The guy I'm with currently, we've tried all sorts of different things. We've talked about it and have ruled out the whole "what feels good, what doesn't" to eliminate the factor of it just being that it's not the correct area to trigger a climax. And I've been to my gynecologist to ask questions about this subject. And she asked questions too. I haven't masturbated before recently, not for any specific reason. But she basically told me to try it and that that was my problem. And when I tried to ask her about anything else that could be helpful or that could be a problem she just blew me off and said that she had figured it out.
We've also realized that if we put too much stress in this, that it will never happen.

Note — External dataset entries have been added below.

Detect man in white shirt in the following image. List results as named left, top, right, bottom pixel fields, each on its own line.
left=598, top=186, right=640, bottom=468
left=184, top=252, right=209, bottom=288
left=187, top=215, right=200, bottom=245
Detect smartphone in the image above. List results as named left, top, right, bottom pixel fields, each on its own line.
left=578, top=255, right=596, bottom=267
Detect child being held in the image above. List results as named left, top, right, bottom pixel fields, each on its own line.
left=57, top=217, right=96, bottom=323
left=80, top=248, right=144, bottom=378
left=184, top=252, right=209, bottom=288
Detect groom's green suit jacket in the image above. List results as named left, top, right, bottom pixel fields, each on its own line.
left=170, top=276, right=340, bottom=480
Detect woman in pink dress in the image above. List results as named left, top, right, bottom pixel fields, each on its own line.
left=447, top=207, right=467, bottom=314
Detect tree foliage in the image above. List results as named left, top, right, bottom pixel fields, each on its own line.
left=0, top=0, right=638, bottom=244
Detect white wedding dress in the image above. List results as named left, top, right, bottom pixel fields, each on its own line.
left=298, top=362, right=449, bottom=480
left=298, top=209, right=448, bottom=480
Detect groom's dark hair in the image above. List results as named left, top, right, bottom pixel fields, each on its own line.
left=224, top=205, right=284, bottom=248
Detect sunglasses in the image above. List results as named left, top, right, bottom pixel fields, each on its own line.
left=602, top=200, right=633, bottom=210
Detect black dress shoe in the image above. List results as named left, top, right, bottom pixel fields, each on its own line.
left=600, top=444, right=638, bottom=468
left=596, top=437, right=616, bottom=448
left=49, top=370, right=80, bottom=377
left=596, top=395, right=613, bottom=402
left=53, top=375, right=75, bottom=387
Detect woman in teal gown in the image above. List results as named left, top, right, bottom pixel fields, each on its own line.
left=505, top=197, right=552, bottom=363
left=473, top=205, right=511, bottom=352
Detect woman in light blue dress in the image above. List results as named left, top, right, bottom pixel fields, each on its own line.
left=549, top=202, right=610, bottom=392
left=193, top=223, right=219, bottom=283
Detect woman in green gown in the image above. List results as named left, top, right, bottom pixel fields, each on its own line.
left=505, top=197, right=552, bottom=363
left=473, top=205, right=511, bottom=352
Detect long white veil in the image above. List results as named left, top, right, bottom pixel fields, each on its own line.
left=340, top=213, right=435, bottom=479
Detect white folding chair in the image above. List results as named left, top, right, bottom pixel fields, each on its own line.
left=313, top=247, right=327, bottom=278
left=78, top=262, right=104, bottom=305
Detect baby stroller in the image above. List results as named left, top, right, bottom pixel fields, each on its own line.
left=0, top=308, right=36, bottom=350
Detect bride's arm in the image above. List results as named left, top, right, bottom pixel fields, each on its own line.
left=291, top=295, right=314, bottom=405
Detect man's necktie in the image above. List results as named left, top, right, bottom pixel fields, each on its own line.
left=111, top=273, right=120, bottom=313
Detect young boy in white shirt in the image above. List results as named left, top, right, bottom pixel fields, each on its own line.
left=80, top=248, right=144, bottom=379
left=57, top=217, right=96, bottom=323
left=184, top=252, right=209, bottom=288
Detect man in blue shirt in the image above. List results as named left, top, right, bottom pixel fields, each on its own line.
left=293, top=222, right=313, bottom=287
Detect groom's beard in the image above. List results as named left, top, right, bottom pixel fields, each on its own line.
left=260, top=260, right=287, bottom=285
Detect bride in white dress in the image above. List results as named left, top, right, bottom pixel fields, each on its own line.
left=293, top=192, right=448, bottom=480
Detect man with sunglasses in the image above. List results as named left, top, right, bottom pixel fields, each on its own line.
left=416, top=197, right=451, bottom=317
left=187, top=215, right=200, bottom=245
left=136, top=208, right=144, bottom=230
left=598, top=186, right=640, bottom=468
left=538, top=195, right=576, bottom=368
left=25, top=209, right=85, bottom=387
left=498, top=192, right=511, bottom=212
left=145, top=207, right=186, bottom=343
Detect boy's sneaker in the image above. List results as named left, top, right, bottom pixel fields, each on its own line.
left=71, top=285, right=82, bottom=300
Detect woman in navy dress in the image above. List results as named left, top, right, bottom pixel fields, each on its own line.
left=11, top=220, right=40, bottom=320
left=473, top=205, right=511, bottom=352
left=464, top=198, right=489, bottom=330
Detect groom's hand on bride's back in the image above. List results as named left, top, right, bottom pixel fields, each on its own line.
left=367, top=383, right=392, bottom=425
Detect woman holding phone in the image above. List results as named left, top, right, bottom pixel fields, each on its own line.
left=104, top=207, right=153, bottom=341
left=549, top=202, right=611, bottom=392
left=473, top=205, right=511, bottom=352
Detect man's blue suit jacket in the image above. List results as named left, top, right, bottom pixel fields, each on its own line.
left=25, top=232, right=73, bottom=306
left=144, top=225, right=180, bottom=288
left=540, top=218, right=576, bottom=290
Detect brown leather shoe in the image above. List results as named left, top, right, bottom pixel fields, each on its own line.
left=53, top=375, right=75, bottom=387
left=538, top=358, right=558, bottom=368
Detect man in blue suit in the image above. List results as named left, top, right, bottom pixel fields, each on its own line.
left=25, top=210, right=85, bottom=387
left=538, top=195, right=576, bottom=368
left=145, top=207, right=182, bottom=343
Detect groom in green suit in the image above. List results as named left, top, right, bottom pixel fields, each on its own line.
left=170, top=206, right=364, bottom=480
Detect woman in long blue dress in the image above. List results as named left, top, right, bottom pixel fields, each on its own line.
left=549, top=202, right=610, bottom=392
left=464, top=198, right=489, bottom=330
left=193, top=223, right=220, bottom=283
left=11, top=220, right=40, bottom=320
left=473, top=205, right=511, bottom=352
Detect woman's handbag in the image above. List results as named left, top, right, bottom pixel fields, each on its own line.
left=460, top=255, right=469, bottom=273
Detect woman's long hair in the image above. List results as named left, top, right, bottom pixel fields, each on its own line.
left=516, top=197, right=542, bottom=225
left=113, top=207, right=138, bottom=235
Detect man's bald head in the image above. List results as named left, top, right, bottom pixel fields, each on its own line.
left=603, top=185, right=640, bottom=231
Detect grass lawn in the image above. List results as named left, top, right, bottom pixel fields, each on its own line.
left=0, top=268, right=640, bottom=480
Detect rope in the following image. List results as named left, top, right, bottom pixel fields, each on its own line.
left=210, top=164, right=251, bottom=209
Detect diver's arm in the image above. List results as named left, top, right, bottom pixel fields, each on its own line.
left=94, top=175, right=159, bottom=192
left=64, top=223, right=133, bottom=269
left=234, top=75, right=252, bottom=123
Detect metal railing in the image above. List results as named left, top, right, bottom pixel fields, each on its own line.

So my boyfriend and I have been just enjoying the "journey" and not focusing on the "destination." Also, it's come up that I might have a mental block. But I've always been open to anything as far as with him is concerned. We have a healthy, loving relationship. And I'm very attracted to him. Things will get heated and be enjoyable...but nothing happens?
Like I said, we're not putting stress on it. Or he isn't anyway. But I'm honestly worried. I don't know what could be wrong? And I'm worried that it could make things not so swell as far as it being an issue someday in the future. Any help? Please? I'm getting desperate.
| Debbie Miller, RN
- Thu Feb 04, 2010 8:05 pm
Try not to worry too much about this. Most likely you are perfectly normal. While most men can climax without any real effort and do so most of the time, women just aren't made that way. The media has done us a disservice in implying that all women climax easily and regularly.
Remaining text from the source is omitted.